Albert Barnes Commentary Isaiah 7:25

Albert Barnes Commentary

Isaiah 7:25

1798–1870
Presbyterian
Albert Barnes
Albert Barnes

Albert Barnes Commentary

Isaiah 7:25

1798–1870
Presbyterian
SCRIPTURE

"And all the hills that were digged with the mattock, thou shalt not come thither for fear of briers and thorns; but it shall be for the sending forth of oxen, and for the treading of sheep." — Isaiah 7:25 (ASV)

And on all hills ... - All the fertile places in the mountains that used to be cultivated with the spade. Vineyards were often planted on the sides of hills, and those places were among the most productive and fertile in the land; see (Isaiah 5:1).

The mattock - The spade; the garden hoe; or the weeding-hook. An instrument chiefly used, probably, in vineyards.

There shall not come thither - There shall not be.
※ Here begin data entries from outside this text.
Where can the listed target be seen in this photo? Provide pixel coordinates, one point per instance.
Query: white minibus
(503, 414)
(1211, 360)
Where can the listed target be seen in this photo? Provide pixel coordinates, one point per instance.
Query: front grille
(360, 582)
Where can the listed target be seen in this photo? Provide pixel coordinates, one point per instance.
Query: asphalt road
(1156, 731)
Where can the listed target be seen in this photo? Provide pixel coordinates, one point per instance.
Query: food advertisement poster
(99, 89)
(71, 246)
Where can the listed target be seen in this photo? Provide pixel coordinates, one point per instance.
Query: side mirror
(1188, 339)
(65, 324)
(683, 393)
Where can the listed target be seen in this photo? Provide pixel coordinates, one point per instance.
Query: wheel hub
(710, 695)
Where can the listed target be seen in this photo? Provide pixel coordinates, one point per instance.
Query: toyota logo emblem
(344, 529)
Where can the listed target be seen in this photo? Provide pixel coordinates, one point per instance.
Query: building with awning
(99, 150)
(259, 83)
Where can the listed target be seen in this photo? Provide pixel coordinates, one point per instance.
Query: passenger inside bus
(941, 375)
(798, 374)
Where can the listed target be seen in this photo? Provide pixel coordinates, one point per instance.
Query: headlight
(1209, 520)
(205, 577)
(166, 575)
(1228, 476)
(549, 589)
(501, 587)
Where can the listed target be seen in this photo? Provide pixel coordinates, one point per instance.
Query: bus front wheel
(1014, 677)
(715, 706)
The fear of briers and thorns - This phrase does not make sense as rendered, or if it does, it is not a sense consistent with the connection. The idea of the whole passage is that the land, even the most fertile parts of it, would be given up to briers and thorns; that is, to desolation.

The Hebrew here is ambiguous. It may mean, ‘you will not come there, for fear of the briers and thorns.’ That is, the place that was formerly so fertile, that was cultivated with the spade, will now be so completely covered with thorns and will furnish so convenient a resting place for wild beasts and reptiles as to deter a man from going there.

The Septuagint and the Syriac, however, understand it differently - as denoting that those places would still be cultivated. But this is evidently a departure from the sense of the connection.

Lowth understands it in the past tense: ‘where the fear of briers and thorns never came.’ The general idea of the passage is plain: that those places, once so highly cultivated, would now be desolate.

Shall be for the sending forth ... - This means it will be wild, uncultivated, and desolate - vast commons on which oxen and sheep will feed at large. Concerning “Lesser cattle”. The Hebrew is ‘Sheep, or the flock.’

Sheep were accustomed to range in deserts and uncultivated places and to obtain their subsistence there, under the guidance of the shepherd. The description, therefore, in these verses is one of extensive and wide desolation, and one that was accomplished in the calamities that came upon the land in the invasions by the Egyptians and Assyrians.